Healthcare insurer Centene and Kroger pharmacy have both been affected by Accellion's vulnerabilities. In January, Accellion notified Centene that its data was subjected to unauthorized access for a number of days due to the cyber issues, according to a recent SEC filing.
Centene said the investigation is ongoing, but that it does not believe the breach will have "a material adverse effect on our business, reputation, results of operations, financial position and cash flows," according to the filing.

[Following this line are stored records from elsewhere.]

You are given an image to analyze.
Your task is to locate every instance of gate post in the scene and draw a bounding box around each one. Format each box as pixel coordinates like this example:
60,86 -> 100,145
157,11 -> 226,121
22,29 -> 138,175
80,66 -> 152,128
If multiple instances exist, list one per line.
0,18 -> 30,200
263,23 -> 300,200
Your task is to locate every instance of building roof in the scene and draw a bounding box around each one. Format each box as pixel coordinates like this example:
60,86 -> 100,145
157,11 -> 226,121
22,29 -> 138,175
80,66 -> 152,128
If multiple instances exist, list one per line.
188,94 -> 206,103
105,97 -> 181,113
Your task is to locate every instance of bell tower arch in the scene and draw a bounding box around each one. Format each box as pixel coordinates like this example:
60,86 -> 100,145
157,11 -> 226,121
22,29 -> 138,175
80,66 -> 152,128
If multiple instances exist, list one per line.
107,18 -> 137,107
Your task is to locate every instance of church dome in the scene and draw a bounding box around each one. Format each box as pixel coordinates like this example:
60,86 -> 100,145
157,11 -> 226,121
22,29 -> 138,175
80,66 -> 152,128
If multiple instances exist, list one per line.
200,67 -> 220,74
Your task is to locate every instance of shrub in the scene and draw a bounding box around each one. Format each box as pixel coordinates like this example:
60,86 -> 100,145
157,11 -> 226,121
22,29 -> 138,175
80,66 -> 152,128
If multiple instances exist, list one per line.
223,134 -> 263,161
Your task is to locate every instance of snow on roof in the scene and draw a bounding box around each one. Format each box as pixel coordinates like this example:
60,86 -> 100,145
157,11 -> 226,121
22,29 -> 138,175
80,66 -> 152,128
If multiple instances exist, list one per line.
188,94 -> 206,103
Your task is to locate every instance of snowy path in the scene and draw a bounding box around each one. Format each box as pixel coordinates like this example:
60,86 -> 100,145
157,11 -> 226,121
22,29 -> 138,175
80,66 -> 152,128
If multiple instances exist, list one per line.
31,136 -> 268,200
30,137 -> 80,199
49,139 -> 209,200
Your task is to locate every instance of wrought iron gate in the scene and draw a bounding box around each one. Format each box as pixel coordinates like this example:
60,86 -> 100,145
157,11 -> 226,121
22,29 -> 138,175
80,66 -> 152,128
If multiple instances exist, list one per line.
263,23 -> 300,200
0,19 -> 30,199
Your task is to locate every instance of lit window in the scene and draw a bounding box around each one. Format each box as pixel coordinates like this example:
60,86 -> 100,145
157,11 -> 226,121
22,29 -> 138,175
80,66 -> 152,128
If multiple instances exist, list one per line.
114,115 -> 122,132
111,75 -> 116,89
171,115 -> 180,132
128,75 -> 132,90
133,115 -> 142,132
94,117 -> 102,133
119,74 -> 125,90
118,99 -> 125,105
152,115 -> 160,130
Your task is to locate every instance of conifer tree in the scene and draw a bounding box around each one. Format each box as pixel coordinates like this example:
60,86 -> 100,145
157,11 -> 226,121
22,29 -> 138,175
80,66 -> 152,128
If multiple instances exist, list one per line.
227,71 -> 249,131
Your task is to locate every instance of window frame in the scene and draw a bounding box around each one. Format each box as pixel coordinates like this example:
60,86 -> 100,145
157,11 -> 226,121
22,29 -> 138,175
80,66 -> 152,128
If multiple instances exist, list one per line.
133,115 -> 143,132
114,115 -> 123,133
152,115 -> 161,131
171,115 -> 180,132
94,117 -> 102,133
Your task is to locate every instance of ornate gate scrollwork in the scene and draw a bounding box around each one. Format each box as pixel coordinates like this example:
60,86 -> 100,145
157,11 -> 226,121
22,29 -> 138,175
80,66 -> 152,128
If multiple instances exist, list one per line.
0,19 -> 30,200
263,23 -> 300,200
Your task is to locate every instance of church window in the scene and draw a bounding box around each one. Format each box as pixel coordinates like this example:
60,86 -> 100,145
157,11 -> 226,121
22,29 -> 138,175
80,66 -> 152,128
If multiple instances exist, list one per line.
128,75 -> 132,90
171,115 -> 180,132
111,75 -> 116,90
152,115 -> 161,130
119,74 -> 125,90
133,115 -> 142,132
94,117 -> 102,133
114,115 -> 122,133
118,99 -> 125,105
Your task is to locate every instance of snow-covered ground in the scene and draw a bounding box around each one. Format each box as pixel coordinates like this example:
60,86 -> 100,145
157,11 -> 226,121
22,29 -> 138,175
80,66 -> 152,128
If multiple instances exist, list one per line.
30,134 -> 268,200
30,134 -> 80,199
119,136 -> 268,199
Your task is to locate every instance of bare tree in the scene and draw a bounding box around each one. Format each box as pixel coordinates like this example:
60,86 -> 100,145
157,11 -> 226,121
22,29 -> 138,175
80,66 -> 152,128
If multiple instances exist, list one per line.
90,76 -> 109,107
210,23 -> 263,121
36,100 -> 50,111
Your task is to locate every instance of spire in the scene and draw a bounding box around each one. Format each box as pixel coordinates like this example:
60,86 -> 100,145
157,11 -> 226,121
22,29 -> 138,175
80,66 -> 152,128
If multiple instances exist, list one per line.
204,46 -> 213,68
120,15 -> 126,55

Kroger on Feb. 19 also confirmed that some pharmacy customers may be affected by Accellion's data breach, which the company employed for third-party file transfers. Hackers gained access to Kroger's pharmacy and money services by manipulating a vulnerability in Accellio's file transfer service.
Cybersecurity company FireEye Mandiant and Accellion have investigated the incident and found that the exploits began in mid-December. They suspect Clop ransomware actors and the FIN11 group are behind the attacks and exploited several unpatched zero-day flaws in its file transfer appliance product, which resulted in data theft.
CISA and the other security agencies advised all organizations using Accellion's file transfer appliance to temporarily isolate or block internet access to and from systems hosting the software and review the system for any evidence of malicious activity.